Toch was a significant figure in twentieth-century classical music. Born in Vienna in 1887, he was largely self-taught as a composer and became associated with the musical avant-garde of the Weimar Republic—the democratic German government that existed between 1919 and 1933. When the Nazis came to power, Toch fled Europe. He eventually settled in Los Angeles, where he composed film scores and taught at UCLA.
Like many Weimar émigrés, Toch's reputation diminished in his adopted country even as his European work was suppressed by the Nazi regime. The society Weschler directs works to revive interest in his grandfather's compositions, which include symphonies, chamber music, and an opera.
Wonder Cabinets, Then and Now
In recent years, Weschler has continued exploring his characteristic themes through new formats. From 2013 to 2014, he wrote a monthly column called "Pillow of Air" for The Believer, a literary magazine known for its long essays and eccentric visual design. The column was subtitled "Ambles through the worlds of the visual."
In October 2021, he launched a newsletter on Substack called Wondercabinet, which he describes as a "Fortnightly Compendium of the Miscellaneous Diverse." The title returns to the cabinet of curiosity motif that animated his book on the Museum of Jurassic Technology. Produced in collaboration with the editor and cartoonist David Stanford, the newsletter continues Weschler's lifelong project of finding wonder in unexpected places and helping readers see the world with fresh eyes.
The move to Substack is telling. The platform, founded in 2017, allows writers to publish directly to subscribers, bypassing traditional magazine and newspaper gatekeepers. For a writer like Weschler, who spent decades at The New Yorker when it was the unquestioned pinnacle of American magazine journalism, the shift represents an adaptation to a transformed media landscape. But the sensibility remains consistent: curiosity, precision, and an abiding faith that paying close attention to anything—political prisoners or paper currency, light artists or Los Angeles museums—will yield insights worth sharing.
A Certain Kind of Attention
What finally distinguishes Weschler's work is not his subjects, which range widely, but his attention. He looks closely. He listens carefully. He returns to artists and ideas over decades, following their development as a biographer might follow a life.

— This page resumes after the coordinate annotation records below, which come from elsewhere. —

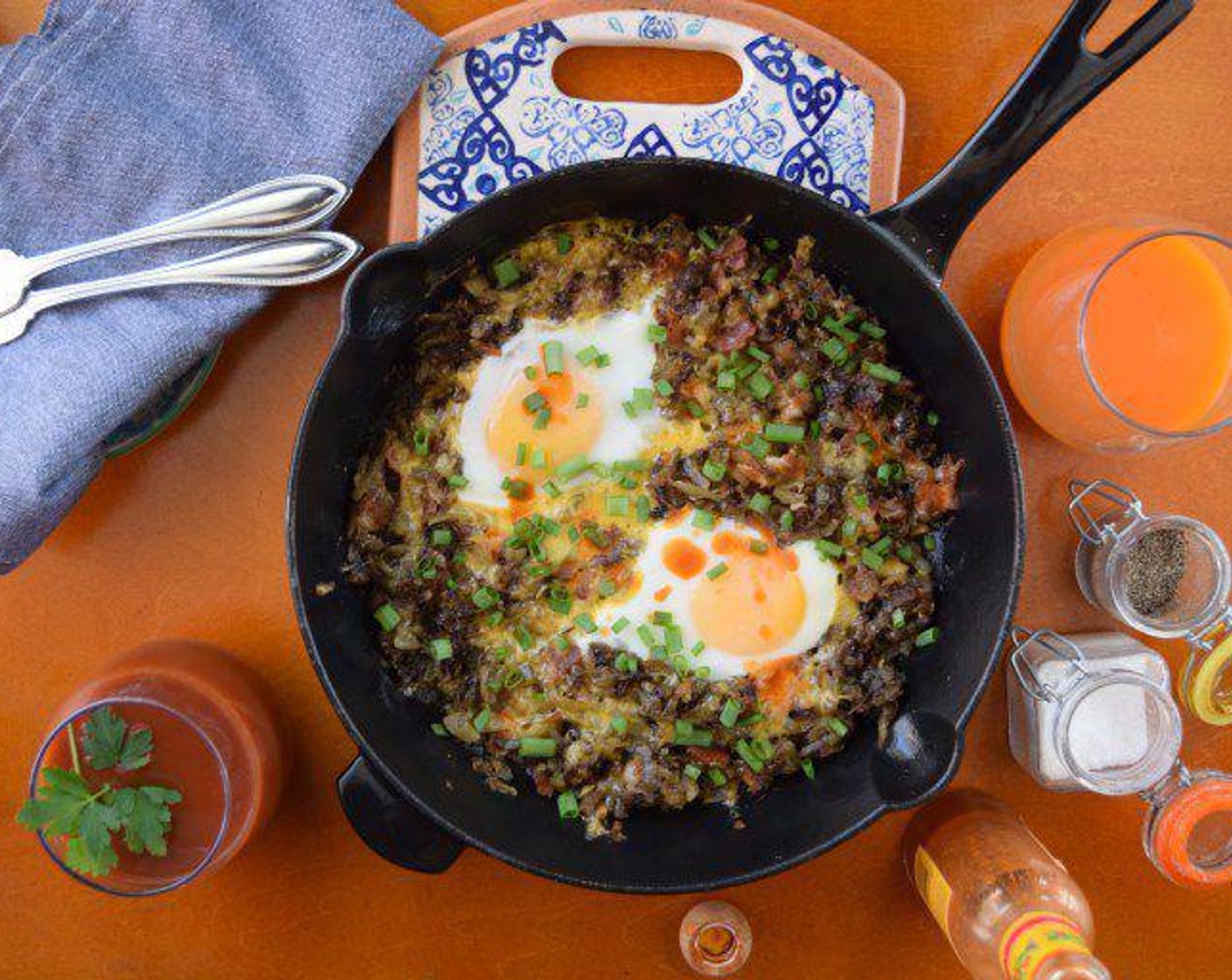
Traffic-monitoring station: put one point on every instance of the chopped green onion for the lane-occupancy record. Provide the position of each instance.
(420, 440)
(872, 558)
(757, 446)
(838, 327)
(588, 355)
(486, 597)
(507, 273)
(553, 356)
(686, 735)
(881, 373)
(828, 549)
(387, 617)
(778, 431)
(567, 805)
(539, 748)
(760, 386)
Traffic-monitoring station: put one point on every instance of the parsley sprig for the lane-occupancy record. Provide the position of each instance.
(66, 805)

His 2019 book And How Are You, Dr. Sacks? exemplifies this approach. The neurologist Oliver Sacks, who died in 2015, became famous for his case studies of patients with unusual neurological conditions—the man who mistook his wife for a hat, the colorblind painter, the surgeon with Tourette syndrome. Weschler's biographical memoir draws on a friendship that spanned decades to create an intimate portrait of a singular mind.
Throughout his career, Weschler has demonstrated that creative nonfiction—writing that brings literary craft to factual subjects—can illuminate both the world's darkness and its wonder. The torturer and the artist, the political prisoner and the museum curator, the forged currency and the genuine insight: all fall within his purview. He reminds us that the opposite of wonder is not seriousness but rather the failure to look closely enough at what is actually there.